Didier Richert, the head of property risks at Stellant, pointed out that risk perception does not differ much from the reality of catastrophic losses in France.

He quoted data from CCR, France’s state-owned reinsurer, which shows that 57% of all nat cat insured losses in the country come from floods, and 34%, from droughts. It is estimated that nat cat events cause annual damages in France of between €10bn and €13bn a year, of which between  €1.35bn and  €1.65bn are absorbed by the insurance and reinsurance markets.

The survey also reveals that public opinion in France seems to be on the side of those who believe climate change is making the situation worse.

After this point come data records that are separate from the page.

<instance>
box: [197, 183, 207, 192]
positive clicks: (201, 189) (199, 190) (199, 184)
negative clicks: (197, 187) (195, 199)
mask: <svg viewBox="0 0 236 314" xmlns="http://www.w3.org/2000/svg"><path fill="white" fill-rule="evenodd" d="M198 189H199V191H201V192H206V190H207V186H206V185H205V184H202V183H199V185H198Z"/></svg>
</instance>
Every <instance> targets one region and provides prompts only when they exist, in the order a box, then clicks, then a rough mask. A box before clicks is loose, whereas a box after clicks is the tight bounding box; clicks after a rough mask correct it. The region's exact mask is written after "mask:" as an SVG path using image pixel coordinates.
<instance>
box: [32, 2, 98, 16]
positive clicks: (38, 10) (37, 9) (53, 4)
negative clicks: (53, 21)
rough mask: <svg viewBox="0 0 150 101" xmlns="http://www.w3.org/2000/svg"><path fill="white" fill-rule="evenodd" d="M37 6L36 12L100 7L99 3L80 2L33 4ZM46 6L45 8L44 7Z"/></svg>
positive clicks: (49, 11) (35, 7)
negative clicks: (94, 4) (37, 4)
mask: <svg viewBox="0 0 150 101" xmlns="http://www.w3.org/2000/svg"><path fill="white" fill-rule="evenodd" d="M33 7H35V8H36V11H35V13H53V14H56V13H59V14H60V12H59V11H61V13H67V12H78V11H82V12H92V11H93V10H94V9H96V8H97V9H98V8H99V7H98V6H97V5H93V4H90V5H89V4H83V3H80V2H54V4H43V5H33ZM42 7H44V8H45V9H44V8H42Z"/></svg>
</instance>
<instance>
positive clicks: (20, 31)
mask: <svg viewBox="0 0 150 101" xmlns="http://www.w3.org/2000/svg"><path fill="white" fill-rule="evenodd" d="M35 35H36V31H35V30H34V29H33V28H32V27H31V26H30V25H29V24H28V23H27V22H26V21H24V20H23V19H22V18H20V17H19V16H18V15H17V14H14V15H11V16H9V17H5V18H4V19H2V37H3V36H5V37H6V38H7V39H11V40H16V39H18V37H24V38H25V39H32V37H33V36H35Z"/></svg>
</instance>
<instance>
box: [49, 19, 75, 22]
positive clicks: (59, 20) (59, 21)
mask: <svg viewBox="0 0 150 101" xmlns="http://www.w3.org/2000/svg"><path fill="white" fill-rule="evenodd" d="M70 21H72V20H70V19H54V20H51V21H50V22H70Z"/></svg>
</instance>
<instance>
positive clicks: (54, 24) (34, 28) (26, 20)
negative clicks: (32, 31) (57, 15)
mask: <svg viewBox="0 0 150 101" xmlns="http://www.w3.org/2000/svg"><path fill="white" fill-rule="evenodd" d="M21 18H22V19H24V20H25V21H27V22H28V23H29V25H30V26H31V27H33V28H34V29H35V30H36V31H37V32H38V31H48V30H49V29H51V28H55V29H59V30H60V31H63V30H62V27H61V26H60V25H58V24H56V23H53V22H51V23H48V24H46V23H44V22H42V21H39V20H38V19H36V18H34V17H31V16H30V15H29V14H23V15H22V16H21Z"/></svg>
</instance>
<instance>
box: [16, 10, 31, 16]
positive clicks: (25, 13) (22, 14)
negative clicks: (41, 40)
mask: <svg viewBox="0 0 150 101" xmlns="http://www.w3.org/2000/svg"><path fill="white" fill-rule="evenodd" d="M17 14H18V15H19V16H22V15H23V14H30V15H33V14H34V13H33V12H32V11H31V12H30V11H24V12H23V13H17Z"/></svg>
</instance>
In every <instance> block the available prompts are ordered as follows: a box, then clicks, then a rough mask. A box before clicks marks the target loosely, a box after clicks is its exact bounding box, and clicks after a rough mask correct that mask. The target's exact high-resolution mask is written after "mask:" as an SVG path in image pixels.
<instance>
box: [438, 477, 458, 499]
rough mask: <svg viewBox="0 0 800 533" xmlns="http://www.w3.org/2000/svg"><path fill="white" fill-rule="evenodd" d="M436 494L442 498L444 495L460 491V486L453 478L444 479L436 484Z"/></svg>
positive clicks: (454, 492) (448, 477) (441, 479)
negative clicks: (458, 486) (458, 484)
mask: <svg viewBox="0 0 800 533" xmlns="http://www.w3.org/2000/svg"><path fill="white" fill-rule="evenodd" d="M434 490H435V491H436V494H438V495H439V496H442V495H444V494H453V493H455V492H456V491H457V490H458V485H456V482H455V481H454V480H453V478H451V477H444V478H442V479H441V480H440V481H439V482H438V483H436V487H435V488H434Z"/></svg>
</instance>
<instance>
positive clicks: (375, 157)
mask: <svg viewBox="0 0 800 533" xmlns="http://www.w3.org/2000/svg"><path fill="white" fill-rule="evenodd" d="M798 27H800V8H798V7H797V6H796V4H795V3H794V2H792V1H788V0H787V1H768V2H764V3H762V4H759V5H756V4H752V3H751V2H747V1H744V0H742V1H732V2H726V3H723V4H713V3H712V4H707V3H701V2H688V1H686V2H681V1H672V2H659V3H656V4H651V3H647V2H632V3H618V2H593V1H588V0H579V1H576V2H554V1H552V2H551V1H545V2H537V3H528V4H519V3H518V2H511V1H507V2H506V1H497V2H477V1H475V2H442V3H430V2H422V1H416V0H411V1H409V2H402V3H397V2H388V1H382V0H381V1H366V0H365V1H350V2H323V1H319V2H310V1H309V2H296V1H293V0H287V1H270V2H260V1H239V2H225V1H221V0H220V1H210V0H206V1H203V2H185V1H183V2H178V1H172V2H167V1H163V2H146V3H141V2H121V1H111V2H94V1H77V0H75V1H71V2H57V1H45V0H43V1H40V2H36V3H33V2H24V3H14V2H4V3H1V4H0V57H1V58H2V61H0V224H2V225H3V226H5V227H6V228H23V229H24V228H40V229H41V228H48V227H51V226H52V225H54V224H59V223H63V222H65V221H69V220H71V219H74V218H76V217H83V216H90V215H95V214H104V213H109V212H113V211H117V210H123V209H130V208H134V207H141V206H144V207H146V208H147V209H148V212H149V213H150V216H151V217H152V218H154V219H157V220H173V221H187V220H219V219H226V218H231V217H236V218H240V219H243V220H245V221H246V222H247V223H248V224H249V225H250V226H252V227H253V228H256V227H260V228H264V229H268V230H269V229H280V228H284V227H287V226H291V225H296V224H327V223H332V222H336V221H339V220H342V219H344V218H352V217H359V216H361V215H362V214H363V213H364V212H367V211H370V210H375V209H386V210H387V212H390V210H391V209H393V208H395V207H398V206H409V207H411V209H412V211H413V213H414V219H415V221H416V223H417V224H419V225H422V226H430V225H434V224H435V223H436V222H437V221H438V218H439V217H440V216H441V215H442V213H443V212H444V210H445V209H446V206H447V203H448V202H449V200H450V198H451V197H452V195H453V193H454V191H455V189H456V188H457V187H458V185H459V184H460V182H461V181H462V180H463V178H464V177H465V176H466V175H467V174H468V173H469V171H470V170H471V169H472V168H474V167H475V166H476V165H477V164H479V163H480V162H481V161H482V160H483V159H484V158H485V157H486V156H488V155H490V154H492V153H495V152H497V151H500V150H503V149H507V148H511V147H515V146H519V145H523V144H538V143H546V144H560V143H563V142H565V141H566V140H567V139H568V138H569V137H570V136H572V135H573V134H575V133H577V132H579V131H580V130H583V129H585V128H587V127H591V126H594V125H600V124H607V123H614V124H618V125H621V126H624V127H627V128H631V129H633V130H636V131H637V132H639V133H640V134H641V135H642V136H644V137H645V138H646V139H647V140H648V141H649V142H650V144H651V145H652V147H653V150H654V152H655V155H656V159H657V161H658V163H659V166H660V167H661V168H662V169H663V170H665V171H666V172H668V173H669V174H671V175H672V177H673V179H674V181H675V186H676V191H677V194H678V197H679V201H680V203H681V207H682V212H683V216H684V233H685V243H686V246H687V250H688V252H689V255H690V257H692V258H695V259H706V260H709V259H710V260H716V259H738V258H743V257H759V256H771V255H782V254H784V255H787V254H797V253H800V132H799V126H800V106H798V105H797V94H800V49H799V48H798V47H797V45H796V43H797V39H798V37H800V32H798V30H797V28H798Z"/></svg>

A total of 77% of those surveyed said that nat cat risks are on the rise in the country. One out of every three thinks this will hit their own regions more than five years from now, and 42% in just two to five years. A significant minority (14%) believe their region will be affected by more intense nat cat events in less than a year.

Some 89% of those surveyed expressed fears that their regions would see a higher number of nat cat losses at some point.

The pessimism may be explained by a recent increase in the reach of nat cat events across France. The number of local jurisdictions declaring a state of natural catastrophe emergency increased from 1,000 to 3,000 over the past three years, Mr Richert observed.

The survey is released as discussions are mounting about the need to revamp the French nat cat regime, which includes a reinsurance pool managed by CCR.

However, the survey seeds doubts on whether the French population will be amenable to taking on a higher financial burden to increase coverage levels. No less than 72% of the 1006 people surveyed said that they are not prepared to pay higher premiums for their home insurance in order to obtain extended nat cat protection.